After a decade at NYU, Mr. Rhodes became the artistic director of Les Grands Ballets Canadiens, a position he would stay in for a decade from 1989 to 1999. “Larry was generous and fair,” principal ballet master Pierre Lapointe recalls in a press release from the dance company. “He had a teaching and dance style that allowed for great freedom.” As always, Mr. Rhodes focused on developing innovative works for the company from renowned choreographers such as Jiri Kylian, James Kudelka, William Forsythe and Édouard Lock, all while maintaining an international teaching career.

Mr. Rhodes’s last professional home was at the Juilliard School, as head of the dance division – a position he held from 2002 until his retirement in 2017. When he started there he immediately identified a problem: not all of the students were getting performance opportunities. By streamlining the curriculum and introducing the New Dances program, he ensured that each student would work with up-and-coming choreographers. The choreographers, such as Ohad Naharin, to whom he became a mentor, also benefited by using the program as a platform for the creation of new works.

During his time at Juilliard, the dance division was awarded the 64th Capezio Award. He also received Dance Teacher magazine’s Lifetime Career Achievement Award in 2009.

Mark Rhodes says that New Dances was a vital part of his father’s legacy. “It was emblematic of so much of what he valued,” he explained. “I attended that show almost every year and loved seeing the program of world premieres and discussing them with my father afterwards.”

“He went to concerts almost every night,” Ms. Dowd says. “I don’t know how he did it. He saw ballet, modern, performance art. He was curious about it all.”
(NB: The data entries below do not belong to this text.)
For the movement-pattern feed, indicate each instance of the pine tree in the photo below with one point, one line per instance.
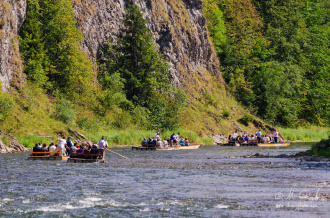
(32, 45)
(137, 59)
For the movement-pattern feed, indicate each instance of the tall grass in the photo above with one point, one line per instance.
(304, 134)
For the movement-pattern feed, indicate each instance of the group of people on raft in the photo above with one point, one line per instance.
(257, 138)
(173, 140)
(67, 147)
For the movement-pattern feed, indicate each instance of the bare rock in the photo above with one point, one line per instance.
(14, 145)
(12, 15)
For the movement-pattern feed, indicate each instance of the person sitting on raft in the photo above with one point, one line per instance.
(186, 141)
(165, 143)
(159, 143)
(240, 138)
(36, 148)
(144, 143)
(150, 142)
(235, 136)
(181, 141)
(246, 138)
(94, 150)
(51, 147)
(172, 139)
(264, 138)
(156, 137)
(44, 148)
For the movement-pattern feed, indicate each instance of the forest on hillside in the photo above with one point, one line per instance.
(274, 58)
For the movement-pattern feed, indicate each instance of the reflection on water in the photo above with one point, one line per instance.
(167, 183)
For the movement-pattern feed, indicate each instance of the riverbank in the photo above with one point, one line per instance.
(168, 184)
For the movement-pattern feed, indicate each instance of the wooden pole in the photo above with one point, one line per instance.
(118, 154)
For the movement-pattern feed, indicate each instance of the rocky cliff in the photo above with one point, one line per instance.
(12, 14)
(179, 28)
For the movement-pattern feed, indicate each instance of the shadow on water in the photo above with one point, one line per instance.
(199, 182)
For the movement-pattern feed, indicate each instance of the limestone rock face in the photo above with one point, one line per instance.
(178, 27)
(12, 15)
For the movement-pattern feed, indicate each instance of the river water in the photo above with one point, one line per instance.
(203, 182)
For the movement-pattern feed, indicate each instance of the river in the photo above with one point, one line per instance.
(201, 182)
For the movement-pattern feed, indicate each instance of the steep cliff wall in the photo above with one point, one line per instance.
(12, 14)
(179, 28)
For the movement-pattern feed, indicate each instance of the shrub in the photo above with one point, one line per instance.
(64, 111)
(226, 113)
(6, 105)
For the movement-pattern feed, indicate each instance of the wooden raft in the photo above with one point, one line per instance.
(45, 156)
(166, 149)
(85, 158)
(284, 144)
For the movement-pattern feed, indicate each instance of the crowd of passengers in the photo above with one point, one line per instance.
(257, 138)
(73, 149)
(173, 140)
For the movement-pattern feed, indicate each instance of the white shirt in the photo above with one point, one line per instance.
(62, 143)
(52, 148)
(102, 144)
(156, 137)
(159, 144)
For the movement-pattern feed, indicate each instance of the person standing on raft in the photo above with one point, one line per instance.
(103, 144)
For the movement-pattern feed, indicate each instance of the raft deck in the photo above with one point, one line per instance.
(166, 149)
(285, 144)
(45, 156)
(85, 158)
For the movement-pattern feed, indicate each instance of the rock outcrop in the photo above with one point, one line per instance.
(178, 27)
(12, 15)
(13, 145)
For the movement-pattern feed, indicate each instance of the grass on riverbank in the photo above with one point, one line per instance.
(131, 136)
(312, 133)
(321, 149)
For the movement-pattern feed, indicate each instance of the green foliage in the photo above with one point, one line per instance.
(276, 57)
(247, 118)
(226, 113)
(136, 77)
(6, 105)
(306, 134)
(50, 45)
(32, 45)
(64, 111)
(215, 23)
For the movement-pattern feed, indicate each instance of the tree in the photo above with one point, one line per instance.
(50, 43)
(32, 45)
(142, 69)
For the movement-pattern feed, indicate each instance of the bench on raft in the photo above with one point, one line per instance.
(43, 153)
(83, 156)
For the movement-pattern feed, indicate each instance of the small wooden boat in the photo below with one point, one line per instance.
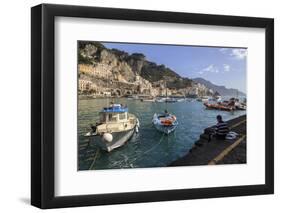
(165, 122)
(115, 128)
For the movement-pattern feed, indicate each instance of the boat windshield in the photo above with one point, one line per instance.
(108, 117)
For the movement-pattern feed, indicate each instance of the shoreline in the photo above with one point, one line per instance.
(217, 151)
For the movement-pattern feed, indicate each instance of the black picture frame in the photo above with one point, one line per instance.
(43, 105)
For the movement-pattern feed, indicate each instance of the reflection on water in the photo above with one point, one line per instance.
(148, 148)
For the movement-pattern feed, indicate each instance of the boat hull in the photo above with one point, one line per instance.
(167, 129)
(119, 139)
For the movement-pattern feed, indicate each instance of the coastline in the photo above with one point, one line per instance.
(217, 151)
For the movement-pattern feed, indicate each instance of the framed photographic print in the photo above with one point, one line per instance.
(139, 106)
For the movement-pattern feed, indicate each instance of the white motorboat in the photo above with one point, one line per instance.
(165, 122)
(115, 128)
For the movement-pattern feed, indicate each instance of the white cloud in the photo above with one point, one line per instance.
(223, 50)
(226, 67)
(235, 53)
(211, 69)
(239, 53)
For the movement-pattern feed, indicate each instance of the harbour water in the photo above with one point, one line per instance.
(148, 148)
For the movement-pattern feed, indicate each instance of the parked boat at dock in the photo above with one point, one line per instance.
(165, 122)
(115, 128)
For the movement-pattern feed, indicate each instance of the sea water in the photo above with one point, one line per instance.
(148, 147)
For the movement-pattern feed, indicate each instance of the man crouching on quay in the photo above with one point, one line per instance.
(220, 131)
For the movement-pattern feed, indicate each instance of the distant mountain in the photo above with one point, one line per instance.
(222, 90)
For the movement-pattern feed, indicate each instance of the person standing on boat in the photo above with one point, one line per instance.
(221, 129)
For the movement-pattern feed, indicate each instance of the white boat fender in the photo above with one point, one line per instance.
(107, 137)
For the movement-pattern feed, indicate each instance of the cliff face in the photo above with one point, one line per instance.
(222, 90)
(129, 65)
(106, 68)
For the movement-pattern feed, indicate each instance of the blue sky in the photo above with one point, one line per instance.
(220, 65)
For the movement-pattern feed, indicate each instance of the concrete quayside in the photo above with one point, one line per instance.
(218, 151)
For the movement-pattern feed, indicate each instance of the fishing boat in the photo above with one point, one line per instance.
(219, 106)
(115, 127)
(160, 100)
(181, 100)
(171, 100)
(165, 122)
(148, 99)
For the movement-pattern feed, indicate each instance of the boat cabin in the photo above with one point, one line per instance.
(114, 113)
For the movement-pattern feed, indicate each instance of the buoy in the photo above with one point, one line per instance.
(107, 137)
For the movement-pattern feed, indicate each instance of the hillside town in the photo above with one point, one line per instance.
(100, 80)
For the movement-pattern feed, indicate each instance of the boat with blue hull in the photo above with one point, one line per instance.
(115, 127)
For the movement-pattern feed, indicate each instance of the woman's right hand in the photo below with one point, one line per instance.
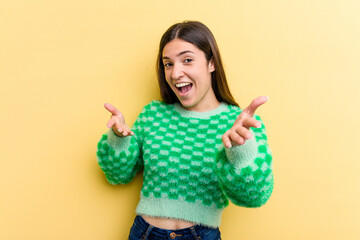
(117, 122)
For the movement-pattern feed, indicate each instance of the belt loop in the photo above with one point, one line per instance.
(147, 233)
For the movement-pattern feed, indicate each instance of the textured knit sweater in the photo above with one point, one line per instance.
(188, 173)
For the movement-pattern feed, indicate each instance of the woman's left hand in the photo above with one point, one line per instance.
(239, 132)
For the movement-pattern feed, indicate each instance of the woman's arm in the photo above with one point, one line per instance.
(245, 171)
(119, 155)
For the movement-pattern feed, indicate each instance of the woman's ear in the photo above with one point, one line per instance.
(211, 65)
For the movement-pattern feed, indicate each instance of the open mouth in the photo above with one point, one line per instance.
(183, 88)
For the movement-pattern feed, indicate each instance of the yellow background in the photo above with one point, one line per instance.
(60, 61)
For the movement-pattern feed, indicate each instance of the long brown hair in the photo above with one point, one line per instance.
(200, 35)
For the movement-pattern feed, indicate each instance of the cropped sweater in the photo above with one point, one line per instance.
(188, 174)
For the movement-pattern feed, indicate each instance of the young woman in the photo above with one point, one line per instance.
(197, 148)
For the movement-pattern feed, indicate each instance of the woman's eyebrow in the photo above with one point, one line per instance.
(181, 53)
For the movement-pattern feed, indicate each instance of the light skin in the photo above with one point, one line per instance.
(186, 64)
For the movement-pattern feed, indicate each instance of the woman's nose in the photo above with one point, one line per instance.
(177, 72)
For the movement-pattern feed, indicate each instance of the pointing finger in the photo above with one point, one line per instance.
(112, 109)
(257, 102)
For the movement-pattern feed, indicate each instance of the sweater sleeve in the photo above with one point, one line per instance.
(245, 171)
(120, 158)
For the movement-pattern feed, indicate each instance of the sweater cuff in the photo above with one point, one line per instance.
(118, 143)
(242, 155)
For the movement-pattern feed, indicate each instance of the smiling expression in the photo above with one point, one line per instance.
(188, 73)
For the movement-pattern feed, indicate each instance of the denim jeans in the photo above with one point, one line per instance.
(142, 230)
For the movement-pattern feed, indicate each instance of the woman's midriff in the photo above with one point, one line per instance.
(166, 223)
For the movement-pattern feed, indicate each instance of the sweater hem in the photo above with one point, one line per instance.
(197, 213)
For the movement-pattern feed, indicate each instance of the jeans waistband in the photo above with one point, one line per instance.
(185, 233)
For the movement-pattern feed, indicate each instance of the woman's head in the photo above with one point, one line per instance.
(201, 37)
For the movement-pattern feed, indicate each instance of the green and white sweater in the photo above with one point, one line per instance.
(188, 173)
On these nights out, legendary American choreographer William Forsythe was sometimes tasked with babysitting Mr. Rhodes’s son and, Ms. Lansky recounts, it was not uncommon for him to come home to find Mr. Forsythe and his son dancing around the living room to a record.

Mr. Rhodes’s connection to the dance community was also felt by his family. “Whenever we would be walking around New York together, he would almost invariably meet someone from the dance world and would stop to talk to them,” Mark Rhodes recalls. “As a child, this used to annoy me. … As an adult, however, I recognize that this occurred because of the respect for him in the community, as well as his talent for forming connections with people and remembering them.”

Mark Rhodes also remembers his father’s sense of fun and adventure, and his love of taking him on roller coasters.

Mr. Rhodes leaves his son and granddaughter, Tamsin Rhodes, both of Swarthmore, Pa.